PMon éditorial du Journal des Arts
armi les milliers de gens contraints de quitter leurs pays en guerre, ou parce qu’ils y sont pourchassés par la dictature, peu, très peu, de moins en moins même, arrivent en Europe. Parmi ceux qui y parviennent, très peu sont accueillis dignement et se voient proposer une voie d’intégration. Et, si on la leur propose, c’est en général pour les confiner dans les métiers pénibles que les Européens ne veulent plus exercer. Rares sont ceux (ils existent) qui peuvent reprendre des études de médecine ou d’ingénieur.
Pire encore : personne ne se demande si, parmi ces gens, ne se trouvent pas des artistes, qui mériteraient d’être encouragés, aidés, valorisés. Soit parce qu’ils étaient des artistes dans leur pays d’origine ; soit parce que, placés dans des circonstances rassurantes, ils pourraient s’épanouir comme artistes.
Il n’en allait pas de même dans le passé. La France, en particulier, a une longue histoire d’accueil d’artistes venus de pays en guerre ou en situation difficile ; et qui ont trouvé chez nous un accueil qui leur a permis de s’épanouir. Et de gens qui venus avant de commencer une carrière artistique, ont participé à la construction de la culture française.
Sans remonter à Leonard de Vinci, (artiste reconnu dans son pays, qui traversa les Alpes par les mêmes chemins qu’empruntent aujourd’hui certains clandestins) on peut citer parmi ces émigrants Juan Gris, Pablo Picasso, Amadeo Modigliani, Marc Chagall, Constantin Brancusi, Nicolas de Staël, mais aussi en littérature Irène Nemirovski, Marina Tsvetaieva. Et aussi au cinéma, et en musique. Ils furent en général reçus à bras ouverts, bien accueillis et protégés. Ou au moins trouvèrent de nombreux points d’appui.
Et aujourd’hui ? C’est beaucoup plus rare. Les jeunes artistes venus d’ailleurs sans papier, sans statut ni réseau, sont très peu aidés et soutenus. Plus généralement, cela est vrai pour l’Europe toute entière, plus fermée que jamais et qui coupe ainsi les branches les plus fécondes de l’arbre de son avenir.
Certes, parmi ces migrants mal reçus, certains réussissent à se faire une place, grâce à des galeristes éclairés ou des amateurs attentifs. Et il existe quelques magnifiques initiatives pour les soutenir, tel « l’atelier des artistes en exil ».
Et on connaît aujourd’hui, en France, bien de jeunes cuisiniers, musiciens, peintres, sculpteurs, écrivains, chanteurs, danseurs, cinéastes, photographes, venus de ces exodes, et qui sont déjà de grandes promesses pour l’avenir de leur art.

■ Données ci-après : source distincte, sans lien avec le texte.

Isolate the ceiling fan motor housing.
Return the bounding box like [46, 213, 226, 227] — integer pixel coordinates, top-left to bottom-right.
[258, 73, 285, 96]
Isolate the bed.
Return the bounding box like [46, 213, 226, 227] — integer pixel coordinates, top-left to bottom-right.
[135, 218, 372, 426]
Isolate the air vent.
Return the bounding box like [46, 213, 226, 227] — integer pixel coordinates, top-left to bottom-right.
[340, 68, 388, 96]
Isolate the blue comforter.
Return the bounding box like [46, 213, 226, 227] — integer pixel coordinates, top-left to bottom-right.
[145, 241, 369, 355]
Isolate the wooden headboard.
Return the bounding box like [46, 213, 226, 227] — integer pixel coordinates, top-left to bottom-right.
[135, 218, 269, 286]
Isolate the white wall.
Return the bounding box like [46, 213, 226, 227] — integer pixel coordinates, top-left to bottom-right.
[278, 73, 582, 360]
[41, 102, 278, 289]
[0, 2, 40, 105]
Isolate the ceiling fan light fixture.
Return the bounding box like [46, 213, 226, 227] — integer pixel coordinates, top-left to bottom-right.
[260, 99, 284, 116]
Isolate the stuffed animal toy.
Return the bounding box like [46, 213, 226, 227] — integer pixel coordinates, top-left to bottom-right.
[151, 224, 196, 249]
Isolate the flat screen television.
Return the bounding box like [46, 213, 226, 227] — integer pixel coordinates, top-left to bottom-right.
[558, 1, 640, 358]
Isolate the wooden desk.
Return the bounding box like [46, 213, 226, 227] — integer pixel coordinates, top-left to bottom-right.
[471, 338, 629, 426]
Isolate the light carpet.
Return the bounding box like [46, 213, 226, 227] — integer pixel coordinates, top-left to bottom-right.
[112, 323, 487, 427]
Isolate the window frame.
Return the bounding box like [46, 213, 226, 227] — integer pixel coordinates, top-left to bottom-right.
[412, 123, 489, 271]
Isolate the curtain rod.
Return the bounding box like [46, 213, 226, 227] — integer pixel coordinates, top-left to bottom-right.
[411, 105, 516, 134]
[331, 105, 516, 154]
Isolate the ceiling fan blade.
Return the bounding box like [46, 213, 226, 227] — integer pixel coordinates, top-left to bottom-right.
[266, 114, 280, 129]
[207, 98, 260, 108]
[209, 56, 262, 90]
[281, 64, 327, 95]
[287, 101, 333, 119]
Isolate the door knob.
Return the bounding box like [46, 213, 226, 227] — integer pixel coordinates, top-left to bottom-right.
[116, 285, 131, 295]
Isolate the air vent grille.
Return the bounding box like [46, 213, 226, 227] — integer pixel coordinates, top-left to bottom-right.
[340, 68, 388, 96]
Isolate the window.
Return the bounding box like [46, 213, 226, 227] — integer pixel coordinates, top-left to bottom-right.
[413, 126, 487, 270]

Sommes-nous certains aujourd’hui que, parmi tous ceux que nous expulsons, que nous abandonnons au bord de nos routes, qui mendient dans nos rues, qui survivent dans des tentes de misères dans nos villes, sans papier, ou que nous confinons à des métiers de force, ne se trouvent pas d’autres grands talents, dans un domaine artistique ou un autre ?
Non qu’il ne faille sauver que les artistes : tout être humain a un égal droit à la compassion et à l’assistance. Mais, pour ne reprendre que le point de vue cynique et égoïste de ceux qui, en France, se réfugient derrière la défense de l’identité française pour refuser tout apport extérieur, ne peut-on reconnaître que ces migrants-là ont apporté immensément à la culture et à l’identité de la nation qui les ont reçues ? Et que l’identité française ne serait pas ce qu’elle est sans l’apport de ces artistes migrants.
Regardons donc autrement ceux que nous ne voulons pas voir, et accueillons, avec émerveillement, ce qu’ils ont à apporter à notre grandeur commune.